"I say nothing of that. It is not for me to insist on my wishes. I have expressed one wish, and you have refused to grant it. Nothing can pass between you and me which must not, I should say, be painful to both of us."
"You would have me go then,—so that you should never hear of or see me again?"
"I shall never see you, I suppose. What good would come of seeing you?"
"And you can bear to part with me after this fashion?"
"It has to be borne. The world is full of hard things, which have to be borne. It is not made to run smoothly altogether, either for you or for me. You must bear your cross,—and so must I."
"And that is the only word I am to receive, after having struggled so hard for you, and having left all my work, and all my cares, and all my property, in order that I might come home, and catch just one glance of your eye. Can you not say a word to me, a word of kindness, that I may carry back with me?"
"Not a word. If you will think of it, you ought not to ask me for a word of kindness. What does a kind word mean—a kind word coming from me to you? There was a time when I wanted a kind word, but I did not ask for it. At the time it did not suit. Nor does it suit now. Put yourself in Mr Whittlestaff's case; would you wish the girl to whom you were engaged to say kind words behind your back to some other man? If you heard them, would you not think that she was a traitor? He has chosen to trust me,—against my advice, indeed; but he has trusted me, and I know myself to be trustworthy. There shall be no kind word spoken."
"Mary," said he, "when did all this happen?"
"It has been happening, I suppose, from the first day that I came into his house."

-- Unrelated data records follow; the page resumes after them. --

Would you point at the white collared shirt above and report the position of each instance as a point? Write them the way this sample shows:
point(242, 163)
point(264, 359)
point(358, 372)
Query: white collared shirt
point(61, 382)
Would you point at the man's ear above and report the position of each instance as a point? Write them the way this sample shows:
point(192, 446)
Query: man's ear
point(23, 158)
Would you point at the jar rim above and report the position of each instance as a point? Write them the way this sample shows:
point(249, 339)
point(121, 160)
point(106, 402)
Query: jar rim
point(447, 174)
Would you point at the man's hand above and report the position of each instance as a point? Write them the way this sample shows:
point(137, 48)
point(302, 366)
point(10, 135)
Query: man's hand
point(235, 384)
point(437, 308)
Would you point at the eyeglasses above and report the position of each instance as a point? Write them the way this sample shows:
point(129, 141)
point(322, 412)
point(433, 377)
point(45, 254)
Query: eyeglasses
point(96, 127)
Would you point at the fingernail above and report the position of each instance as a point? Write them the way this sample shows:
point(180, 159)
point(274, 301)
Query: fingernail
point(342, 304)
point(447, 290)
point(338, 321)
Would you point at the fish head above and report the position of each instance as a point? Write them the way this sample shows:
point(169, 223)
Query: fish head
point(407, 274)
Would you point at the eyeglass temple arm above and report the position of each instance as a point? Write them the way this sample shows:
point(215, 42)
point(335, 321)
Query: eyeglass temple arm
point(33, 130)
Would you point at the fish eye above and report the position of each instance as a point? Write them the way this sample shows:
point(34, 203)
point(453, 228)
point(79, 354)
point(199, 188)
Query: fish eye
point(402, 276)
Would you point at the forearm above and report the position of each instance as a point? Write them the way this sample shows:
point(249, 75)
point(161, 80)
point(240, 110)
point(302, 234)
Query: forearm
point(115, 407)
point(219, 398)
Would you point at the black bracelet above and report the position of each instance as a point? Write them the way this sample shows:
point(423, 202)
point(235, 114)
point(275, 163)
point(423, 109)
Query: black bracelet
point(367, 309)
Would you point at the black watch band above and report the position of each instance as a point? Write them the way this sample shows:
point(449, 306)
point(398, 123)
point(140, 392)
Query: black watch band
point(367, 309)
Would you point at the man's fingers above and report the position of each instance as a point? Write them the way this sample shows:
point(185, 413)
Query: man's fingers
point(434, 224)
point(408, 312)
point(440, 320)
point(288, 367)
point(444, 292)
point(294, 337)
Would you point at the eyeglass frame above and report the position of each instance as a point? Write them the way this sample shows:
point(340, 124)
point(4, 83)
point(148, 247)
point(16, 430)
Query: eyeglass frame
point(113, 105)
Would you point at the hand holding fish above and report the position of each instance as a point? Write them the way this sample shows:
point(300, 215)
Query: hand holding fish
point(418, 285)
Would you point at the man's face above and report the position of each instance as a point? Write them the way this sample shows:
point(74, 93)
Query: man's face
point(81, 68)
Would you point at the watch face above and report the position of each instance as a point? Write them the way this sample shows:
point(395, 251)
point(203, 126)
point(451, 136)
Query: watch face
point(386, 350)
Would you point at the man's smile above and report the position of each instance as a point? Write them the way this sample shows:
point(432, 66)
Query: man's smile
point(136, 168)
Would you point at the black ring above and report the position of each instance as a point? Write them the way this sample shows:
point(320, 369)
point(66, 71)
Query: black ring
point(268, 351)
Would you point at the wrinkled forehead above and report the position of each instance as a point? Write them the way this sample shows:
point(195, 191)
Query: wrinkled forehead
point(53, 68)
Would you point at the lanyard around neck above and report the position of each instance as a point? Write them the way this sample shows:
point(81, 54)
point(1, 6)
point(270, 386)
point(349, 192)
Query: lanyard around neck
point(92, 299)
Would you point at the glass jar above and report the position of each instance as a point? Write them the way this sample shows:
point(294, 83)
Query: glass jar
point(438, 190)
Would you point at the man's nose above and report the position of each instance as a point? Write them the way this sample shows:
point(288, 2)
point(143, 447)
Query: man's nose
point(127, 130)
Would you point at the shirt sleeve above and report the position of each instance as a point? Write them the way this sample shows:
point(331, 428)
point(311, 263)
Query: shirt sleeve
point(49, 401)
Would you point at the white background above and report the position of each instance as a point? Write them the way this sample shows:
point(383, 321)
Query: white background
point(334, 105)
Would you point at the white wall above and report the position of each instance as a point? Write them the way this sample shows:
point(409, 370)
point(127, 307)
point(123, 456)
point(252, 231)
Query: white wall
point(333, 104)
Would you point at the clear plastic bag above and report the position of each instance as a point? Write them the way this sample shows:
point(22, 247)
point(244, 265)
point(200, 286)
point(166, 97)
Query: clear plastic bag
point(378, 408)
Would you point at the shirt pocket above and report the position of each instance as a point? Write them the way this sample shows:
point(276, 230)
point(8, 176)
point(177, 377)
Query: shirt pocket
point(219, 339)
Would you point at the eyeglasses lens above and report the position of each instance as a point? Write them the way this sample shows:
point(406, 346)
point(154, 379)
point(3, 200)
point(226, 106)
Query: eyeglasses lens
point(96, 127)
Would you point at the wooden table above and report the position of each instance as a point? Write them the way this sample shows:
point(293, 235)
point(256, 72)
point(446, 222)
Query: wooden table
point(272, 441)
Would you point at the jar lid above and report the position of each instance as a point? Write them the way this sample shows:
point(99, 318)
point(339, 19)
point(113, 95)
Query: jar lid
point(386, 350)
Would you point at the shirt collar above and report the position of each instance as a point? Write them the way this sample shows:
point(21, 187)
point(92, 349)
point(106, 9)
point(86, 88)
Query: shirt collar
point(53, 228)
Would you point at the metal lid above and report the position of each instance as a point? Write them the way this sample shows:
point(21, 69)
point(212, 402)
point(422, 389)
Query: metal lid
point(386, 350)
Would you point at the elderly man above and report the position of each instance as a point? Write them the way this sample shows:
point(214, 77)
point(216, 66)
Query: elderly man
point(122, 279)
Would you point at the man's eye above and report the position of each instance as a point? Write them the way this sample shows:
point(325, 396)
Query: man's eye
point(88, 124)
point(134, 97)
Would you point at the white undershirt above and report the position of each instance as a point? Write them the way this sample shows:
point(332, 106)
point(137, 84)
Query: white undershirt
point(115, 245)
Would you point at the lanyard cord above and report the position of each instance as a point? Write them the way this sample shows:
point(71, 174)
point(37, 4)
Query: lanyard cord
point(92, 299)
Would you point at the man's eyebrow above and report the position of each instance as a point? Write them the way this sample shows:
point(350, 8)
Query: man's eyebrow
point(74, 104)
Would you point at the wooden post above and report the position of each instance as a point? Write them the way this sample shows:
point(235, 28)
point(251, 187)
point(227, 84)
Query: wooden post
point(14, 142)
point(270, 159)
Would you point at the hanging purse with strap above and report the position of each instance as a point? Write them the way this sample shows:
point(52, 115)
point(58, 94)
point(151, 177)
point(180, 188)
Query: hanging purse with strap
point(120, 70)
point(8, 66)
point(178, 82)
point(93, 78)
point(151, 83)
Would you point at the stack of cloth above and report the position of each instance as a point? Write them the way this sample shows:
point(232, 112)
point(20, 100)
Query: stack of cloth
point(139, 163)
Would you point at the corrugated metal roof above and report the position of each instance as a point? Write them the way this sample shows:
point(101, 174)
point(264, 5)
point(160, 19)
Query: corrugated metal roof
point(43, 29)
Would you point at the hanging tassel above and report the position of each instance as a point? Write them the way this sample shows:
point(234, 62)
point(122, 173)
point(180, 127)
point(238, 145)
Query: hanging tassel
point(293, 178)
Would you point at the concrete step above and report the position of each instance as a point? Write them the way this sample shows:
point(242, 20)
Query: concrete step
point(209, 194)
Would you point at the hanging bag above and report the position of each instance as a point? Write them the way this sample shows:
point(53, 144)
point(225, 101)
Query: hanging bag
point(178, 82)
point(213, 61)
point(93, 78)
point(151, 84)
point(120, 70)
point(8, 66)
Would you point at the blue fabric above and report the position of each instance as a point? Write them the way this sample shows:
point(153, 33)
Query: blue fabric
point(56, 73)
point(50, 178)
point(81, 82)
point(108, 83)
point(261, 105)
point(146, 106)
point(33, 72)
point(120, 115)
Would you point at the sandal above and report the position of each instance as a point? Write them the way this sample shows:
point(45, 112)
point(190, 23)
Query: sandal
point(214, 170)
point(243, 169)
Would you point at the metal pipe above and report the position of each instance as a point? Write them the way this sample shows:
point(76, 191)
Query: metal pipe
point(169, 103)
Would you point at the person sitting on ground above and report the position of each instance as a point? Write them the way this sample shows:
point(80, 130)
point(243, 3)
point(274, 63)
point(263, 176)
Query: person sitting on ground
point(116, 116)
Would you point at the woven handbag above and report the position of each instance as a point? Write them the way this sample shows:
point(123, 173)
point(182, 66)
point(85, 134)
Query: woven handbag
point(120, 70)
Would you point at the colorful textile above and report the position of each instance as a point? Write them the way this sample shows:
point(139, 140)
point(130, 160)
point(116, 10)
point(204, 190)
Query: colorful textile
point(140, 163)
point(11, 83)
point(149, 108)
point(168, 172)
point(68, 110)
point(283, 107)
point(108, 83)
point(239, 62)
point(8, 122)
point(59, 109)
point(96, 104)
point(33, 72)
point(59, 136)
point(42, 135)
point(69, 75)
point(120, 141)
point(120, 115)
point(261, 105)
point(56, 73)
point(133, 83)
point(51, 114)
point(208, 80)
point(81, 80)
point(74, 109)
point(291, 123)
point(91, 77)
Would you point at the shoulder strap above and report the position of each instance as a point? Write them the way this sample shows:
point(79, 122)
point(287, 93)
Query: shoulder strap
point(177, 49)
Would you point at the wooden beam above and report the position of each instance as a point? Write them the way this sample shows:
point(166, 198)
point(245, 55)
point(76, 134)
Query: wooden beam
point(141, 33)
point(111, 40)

"But when was it settled? When did he ask you to be his wife? Or when, rather, did you make him the promise?" John Gordon fancied that since he had been at Croker's Hall words had been spoken, or that he had seen signs, indicating that the engagement had not been of a long date. And in every word that she had uttered to him he had heard whispered under her breath an assurance of her perfect love for himself. He had been sure of her love when he had left the house at Norwich, in which he had been told that he had been lingering there to no good purpose; but he had never been more certain than he was at this moment, when she coldly bade him go and depart back again to his distant home in the diamond-fields. And now, in her mock anger and in her indignant words, with the purpose of her mind written so clearly on her brow, she was to him more lovable and more beautiful than ever. Could it be fair to him as a man that he should lose the prize which was to him of such inestimable value, merely for a word of cold assent given to this old man, and given, as he thought, quite lately? His devotion to her was certainly assured. Nothing could be more fixed, less capable of a doubt, than his love. And he, too, was somewhat proud of himself in that he had endeavoured to entangle her by no promise till he had secured for himself and for her the means of maintaining her. He had gone out and he had come back with silent hopes, with hopes which he had felt must be subject to disappointment, because he knew himself to be a reticent, self-restrained man; and because he had been aware that "the world," as she had said, "is full of hard things which have to be borne."